Irak’ın kuzeyinde bir Kürt Devleti oluşumu artık tamamlanmıştır, Suriye’nin kuzeyinde bir oluşum ise artık belirmeye başlamıştır. Bunun ardından Türkiye’de Kürt vatandaşların biz de istiyoruz demeyeceklerini varsaymak en hafif tabirle saflık olacaktır. Bugün geldiğimiz noktada hızla bir bölünmeye doğru ilerliyoruz ve bu durumun sebebi maalesef önceden önlem almakta bilerek veya bilmeyerek geciken basiretsiz siyasetçilerdir.
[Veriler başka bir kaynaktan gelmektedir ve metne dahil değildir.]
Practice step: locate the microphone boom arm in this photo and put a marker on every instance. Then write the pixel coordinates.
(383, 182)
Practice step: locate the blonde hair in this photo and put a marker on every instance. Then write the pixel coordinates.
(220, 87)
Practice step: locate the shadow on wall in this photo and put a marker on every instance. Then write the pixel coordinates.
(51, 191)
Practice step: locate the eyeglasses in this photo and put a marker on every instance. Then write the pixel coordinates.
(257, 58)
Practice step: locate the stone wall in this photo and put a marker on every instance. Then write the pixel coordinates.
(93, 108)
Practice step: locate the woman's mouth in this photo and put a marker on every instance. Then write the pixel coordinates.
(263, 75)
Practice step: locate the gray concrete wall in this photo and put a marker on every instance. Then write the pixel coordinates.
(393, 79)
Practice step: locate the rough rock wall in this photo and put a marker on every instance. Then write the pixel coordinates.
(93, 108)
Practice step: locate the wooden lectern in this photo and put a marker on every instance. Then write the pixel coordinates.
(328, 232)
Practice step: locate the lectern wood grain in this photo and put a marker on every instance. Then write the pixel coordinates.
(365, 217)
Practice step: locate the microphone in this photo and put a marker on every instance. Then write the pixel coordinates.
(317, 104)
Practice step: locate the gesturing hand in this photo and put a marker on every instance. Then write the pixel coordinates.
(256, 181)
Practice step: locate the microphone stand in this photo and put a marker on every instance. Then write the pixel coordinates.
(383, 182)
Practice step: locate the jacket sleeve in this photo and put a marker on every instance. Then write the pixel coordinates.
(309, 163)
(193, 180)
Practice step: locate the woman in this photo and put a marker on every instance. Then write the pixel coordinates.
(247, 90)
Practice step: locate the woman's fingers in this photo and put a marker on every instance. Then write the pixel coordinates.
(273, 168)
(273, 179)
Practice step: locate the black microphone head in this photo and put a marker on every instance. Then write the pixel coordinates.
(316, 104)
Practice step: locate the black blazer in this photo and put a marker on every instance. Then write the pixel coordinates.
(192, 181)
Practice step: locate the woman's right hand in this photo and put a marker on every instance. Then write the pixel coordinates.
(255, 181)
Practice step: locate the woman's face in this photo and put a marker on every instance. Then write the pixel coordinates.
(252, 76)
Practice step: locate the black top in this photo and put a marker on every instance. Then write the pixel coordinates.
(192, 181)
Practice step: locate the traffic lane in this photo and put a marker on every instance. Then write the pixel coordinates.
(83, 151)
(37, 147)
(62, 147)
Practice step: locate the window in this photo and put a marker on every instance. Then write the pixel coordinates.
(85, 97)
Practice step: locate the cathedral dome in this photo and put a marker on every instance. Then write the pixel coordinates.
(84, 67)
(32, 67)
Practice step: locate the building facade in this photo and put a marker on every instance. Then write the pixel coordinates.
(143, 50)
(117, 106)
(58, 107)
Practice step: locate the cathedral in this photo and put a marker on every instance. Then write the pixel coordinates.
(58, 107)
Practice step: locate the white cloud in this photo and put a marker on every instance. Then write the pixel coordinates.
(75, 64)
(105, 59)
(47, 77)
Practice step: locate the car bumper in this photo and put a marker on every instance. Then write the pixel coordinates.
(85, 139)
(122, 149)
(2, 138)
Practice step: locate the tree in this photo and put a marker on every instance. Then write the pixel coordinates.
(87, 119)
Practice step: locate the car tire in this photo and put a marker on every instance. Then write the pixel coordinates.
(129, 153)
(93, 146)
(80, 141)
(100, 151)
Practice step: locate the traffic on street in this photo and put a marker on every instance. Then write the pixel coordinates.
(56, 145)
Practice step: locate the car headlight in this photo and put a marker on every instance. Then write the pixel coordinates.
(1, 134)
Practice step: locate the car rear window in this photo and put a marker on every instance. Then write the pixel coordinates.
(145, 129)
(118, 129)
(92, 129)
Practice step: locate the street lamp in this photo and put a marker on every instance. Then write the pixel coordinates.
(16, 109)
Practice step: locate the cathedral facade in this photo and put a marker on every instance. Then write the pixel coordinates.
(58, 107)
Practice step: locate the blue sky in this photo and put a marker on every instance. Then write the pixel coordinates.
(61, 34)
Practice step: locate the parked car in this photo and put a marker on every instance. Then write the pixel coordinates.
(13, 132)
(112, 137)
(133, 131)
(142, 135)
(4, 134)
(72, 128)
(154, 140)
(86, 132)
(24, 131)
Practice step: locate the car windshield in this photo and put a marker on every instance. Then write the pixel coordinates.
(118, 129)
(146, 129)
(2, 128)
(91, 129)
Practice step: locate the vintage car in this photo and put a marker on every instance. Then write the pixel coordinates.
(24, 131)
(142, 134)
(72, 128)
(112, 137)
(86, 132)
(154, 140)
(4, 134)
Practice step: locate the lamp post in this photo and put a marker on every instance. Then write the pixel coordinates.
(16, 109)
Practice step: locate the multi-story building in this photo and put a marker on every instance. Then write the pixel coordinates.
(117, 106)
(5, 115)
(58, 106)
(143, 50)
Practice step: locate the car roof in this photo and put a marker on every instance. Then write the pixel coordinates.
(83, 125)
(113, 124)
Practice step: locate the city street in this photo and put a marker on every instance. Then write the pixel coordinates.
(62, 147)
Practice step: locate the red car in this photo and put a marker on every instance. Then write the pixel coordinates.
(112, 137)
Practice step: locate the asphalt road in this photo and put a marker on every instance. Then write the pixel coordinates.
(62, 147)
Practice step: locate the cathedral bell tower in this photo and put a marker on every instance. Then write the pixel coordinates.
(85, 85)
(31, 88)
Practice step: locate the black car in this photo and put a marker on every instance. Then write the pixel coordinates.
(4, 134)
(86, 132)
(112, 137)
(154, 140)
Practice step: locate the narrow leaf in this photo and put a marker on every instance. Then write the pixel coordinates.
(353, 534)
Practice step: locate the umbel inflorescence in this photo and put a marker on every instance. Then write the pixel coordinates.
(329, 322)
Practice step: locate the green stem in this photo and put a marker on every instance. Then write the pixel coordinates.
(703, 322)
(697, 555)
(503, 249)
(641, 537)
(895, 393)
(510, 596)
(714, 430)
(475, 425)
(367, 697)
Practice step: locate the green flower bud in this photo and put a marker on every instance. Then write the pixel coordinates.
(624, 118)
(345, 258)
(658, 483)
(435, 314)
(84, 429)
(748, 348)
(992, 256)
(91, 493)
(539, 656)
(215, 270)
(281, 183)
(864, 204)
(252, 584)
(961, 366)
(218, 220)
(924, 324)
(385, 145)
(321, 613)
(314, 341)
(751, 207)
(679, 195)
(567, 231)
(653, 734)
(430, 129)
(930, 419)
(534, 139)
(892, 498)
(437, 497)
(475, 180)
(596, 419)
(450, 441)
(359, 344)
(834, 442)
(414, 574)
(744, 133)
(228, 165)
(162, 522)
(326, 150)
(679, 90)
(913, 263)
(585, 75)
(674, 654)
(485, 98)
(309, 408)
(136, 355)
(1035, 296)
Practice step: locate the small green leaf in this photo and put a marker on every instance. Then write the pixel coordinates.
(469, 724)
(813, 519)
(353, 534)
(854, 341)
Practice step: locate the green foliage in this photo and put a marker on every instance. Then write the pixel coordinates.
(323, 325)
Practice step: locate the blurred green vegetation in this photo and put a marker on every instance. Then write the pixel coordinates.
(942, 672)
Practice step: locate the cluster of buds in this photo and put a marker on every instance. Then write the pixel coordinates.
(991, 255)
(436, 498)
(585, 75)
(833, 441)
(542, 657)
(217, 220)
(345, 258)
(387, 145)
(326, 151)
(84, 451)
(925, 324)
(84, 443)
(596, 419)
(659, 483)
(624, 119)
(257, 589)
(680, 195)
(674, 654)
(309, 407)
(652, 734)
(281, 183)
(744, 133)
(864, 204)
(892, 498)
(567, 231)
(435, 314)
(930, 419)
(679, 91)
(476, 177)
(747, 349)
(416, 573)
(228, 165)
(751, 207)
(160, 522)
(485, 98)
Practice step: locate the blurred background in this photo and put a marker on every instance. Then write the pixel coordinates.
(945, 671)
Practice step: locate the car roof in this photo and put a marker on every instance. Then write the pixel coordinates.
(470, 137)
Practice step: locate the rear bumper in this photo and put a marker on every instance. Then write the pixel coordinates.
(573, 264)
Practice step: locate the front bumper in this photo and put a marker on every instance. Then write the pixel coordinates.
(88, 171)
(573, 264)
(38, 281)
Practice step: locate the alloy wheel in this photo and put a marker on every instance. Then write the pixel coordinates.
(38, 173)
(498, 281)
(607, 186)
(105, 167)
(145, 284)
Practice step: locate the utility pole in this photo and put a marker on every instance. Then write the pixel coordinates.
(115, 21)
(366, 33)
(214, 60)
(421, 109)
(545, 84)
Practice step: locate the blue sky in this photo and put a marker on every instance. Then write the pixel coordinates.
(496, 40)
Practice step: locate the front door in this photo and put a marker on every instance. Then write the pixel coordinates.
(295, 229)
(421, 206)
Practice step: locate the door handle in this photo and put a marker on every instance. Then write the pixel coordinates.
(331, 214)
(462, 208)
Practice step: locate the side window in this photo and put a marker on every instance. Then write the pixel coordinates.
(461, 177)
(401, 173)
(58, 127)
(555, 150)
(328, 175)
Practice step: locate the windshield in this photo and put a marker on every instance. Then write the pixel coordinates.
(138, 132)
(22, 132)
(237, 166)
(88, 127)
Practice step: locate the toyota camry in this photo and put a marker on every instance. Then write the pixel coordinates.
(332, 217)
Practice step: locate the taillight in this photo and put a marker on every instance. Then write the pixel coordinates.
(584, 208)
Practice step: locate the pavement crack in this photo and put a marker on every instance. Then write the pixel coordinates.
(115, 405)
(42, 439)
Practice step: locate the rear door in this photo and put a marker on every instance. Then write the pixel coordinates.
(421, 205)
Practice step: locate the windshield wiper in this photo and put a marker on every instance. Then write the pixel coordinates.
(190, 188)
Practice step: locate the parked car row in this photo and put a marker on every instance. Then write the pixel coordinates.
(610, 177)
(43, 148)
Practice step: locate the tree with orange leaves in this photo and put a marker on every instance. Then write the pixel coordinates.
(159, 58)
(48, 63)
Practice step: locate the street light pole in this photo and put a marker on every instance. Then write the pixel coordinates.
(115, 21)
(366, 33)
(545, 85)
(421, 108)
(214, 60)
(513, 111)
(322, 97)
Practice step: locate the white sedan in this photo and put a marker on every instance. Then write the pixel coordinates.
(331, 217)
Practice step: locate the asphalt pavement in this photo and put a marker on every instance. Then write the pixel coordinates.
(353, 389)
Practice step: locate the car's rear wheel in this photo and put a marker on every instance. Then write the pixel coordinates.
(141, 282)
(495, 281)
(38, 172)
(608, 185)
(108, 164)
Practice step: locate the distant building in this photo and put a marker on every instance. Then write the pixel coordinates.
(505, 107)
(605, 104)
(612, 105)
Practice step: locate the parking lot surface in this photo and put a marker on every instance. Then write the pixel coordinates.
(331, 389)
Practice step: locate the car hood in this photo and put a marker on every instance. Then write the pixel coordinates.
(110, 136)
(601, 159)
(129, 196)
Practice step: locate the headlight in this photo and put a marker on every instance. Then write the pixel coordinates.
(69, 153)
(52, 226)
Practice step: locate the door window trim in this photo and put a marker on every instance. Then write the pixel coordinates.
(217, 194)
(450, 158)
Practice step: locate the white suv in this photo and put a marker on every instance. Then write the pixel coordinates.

Suriye Kürdistanı’nın tamamlanmasından sonra HDP’nin görevi Türkiye Kürdistanı’nın oluşumunu siyasi yollarla hazırlamak olabilir. Bu durumu tarafımıza silahlı bir saldırı olmadığı sürece askeri müdahale ile engelleyemeyiz artık. Askeri bir müdahalenin bu aşamada tarafımıza zarar vermekten başka bir etkisi olmayacaktır. Meclise girmiş HDP’yi çok iyi değerlendirerek her iki taraf içinde en faydalı ortak müştereklerde buluşarak Türkiye içerisinden gelebilecek Kürdistan talepleri dizginlenebilir. ABD’nin onayı ile Esad ve İsrail ile bir takım görüşmeler yapılarak sınır bölgemizin güvenliği ortak operasyonlar ile sağlanabilir.
Şark kurnazlığı ve entrika konusunda değil gerçek diploması konusunda uzman kişiler gereklidir.